Hetzelfde verhaal wordt ook verteld over Koning David, die afgeleid zou
zijn door het vallen van een ladder buiten zijn raam.
Maar ook in het Christendom heeft het Sjema een belangrijke plaats
gevonden. Het zou, volgens Jezus in Markus 12:29-31, de
allerbelangrijkste mitzva zijn van de hele Thora, op de hielen gevolgd
door Leviticus 19:18, ‘u moet uw naaste liefhebben als uzelf.’ In de
Katholieke liturgie wordt het elke zaterdag tijdens het nachtelijke gebed,
de Complines, gelezen.
In de Islaam wordt het in een ietwat andere vorm gevonden, in de Koran
in Sura 112 als de Al-Tawid (‘Het Monotheïsme’): Qul Huwa ‘Llahu Ahad –
‘Zeg, Hij, Allah is Één!’
Algemeen wordt aanvaard dat het Sjema het geloofsgetuigenis par
excellence van het monotheïsme is. Maar de Jewish Study Bible, in een
uitgebreide annotatie, laat de historische ontwikkeling van deze vers zien.
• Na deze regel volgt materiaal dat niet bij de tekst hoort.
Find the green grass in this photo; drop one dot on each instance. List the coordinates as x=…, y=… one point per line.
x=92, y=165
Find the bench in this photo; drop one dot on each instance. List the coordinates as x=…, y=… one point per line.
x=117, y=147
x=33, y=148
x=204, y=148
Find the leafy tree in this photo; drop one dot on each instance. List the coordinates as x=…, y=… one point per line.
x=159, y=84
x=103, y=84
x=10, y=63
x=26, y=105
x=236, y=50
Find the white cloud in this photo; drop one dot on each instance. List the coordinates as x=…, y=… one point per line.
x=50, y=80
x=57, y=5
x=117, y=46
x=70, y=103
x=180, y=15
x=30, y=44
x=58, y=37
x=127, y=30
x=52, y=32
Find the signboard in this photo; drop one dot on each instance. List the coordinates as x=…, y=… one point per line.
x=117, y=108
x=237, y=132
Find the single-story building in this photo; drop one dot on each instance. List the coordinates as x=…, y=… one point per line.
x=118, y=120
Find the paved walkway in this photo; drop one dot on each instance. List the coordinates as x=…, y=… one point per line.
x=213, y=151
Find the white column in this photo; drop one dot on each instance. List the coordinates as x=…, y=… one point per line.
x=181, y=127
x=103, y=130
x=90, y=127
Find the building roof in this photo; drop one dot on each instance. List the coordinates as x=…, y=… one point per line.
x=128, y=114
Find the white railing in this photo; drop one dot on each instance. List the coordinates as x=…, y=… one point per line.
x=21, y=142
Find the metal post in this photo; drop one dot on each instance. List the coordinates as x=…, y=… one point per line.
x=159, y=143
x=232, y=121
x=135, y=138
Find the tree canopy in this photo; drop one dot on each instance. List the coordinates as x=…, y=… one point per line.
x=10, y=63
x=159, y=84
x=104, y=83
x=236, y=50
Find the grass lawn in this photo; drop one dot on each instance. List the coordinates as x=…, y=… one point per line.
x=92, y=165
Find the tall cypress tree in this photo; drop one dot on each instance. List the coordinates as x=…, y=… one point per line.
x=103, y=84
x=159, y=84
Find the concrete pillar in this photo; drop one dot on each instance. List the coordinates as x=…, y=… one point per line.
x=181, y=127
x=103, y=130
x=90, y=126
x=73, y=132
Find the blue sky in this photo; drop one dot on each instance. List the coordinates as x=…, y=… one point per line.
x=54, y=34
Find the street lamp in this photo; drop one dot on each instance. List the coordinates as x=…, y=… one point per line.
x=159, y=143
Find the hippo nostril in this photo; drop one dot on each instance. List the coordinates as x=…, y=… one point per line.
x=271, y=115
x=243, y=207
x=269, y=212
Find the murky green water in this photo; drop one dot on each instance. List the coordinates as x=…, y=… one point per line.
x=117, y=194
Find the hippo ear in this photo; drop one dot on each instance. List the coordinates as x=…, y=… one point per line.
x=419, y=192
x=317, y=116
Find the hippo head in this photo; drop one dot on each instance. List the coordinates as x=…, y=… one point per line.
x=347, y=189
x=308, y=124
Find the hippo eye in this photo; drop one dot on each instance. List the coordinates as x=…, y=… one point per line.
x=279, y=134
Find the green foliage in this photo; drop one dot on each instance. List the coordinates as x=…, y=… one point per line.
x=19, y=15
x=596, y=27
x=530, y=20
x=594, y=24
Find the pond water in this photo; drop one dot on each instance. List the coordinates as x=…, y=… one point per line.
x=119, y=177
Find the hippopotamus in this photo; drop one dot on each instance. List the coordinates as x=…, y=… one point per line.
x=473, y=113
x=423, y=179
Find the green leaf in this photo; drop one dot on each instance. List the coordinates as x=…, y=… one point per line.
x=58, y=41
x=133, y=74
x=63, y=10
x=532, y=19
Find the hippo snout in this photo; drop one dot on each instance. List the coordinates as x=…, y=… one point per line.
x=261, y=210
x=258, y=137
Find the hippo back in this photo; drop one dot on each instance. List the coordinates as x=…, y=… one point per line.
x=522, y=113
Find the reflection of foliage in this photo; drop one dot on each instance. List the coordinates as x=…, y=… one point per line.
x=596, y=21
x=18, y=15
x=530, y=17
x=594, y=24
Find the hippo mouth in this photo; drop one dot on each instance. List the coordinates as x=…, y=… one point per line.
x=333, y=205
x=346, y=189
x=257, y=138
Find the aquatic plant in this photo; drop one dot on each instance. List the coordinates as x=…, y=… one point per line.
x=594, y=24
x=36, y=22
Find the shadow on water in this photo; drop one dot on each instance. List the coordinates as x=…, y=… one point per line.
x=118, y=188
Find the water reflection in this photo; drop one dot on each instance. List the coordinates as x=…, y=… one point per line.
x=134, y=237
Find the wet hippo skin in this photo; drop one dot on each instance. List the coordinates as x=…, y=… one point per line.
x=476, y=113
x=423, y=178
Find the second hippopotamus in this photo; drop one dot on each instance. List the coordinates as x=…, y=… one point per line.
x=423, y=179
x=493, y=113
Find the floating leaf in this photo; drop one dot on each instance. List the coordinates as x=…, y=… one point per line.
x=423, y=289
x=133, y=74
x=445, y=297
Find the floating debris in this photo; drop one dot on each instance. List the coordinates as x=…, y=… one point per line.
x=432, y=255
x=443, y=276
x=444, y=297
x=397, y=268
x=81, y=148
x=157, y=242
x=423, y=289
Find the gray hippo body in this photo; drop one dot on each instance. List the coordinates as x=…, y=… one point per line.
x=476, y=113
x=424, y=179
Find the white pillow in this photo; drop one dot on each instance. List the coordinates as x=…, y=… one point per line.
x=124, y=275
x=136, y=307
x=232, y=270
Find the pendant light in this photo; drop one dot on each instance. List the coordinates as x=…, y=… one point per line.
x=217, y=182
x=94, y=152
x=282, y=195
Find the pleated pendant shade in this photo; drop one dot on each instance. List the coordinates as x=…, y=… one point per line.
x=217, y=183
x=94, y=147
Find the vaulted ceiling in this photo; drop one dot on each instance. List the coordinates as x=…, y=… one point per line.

De oorspronkelijke bedoeling zou zijnde aandacht van Israël alleen voor
JHVH op te eisen terwijl het bestaan van andere goden ook wel erkend
werd. Deuteronomium 6:14 plaatst 6:4 toch in het kader van de vrees
voor afgoderij? ”U mag niet achter andere goden, de goden van volken
die rondom u zijn, aan gaan.’
De juiste vertaling, zo gezien, zou moeten zijn, ‘Hoor O Israël, de Heer is
onze God, de Heer alleen!’ Pas in de Tweede Tempel periode en vooral in
de vroeg rabbijnse periode, toen de dreiging van de polytheïstische religie
van de Kanaänieten lang voorbij was, begon men te denken dat het
Sjema zuiver bedoeld was als een geloofsbetuiging voor het monotheïsme
an sich, met het idee dat andere goden niet eens bestonden. Volgens de
Jewish Study Bible, pas toen viel de betekenis alleen voor het laatste
woord, ehad, weg, een nam de betekenis van ehad als één die plaats
over.
Maar deze aandacht voor alleen enerzijds of één anderzijds leidt onze
aandacht ver af van waar het werkelijk gevestigd hoort te worden! Want
het is tamelijk duidelijk dat de God van de Thora niet alleen maar gezien
wordt als Één, Hij wordt gezien als volstrekt Uniek!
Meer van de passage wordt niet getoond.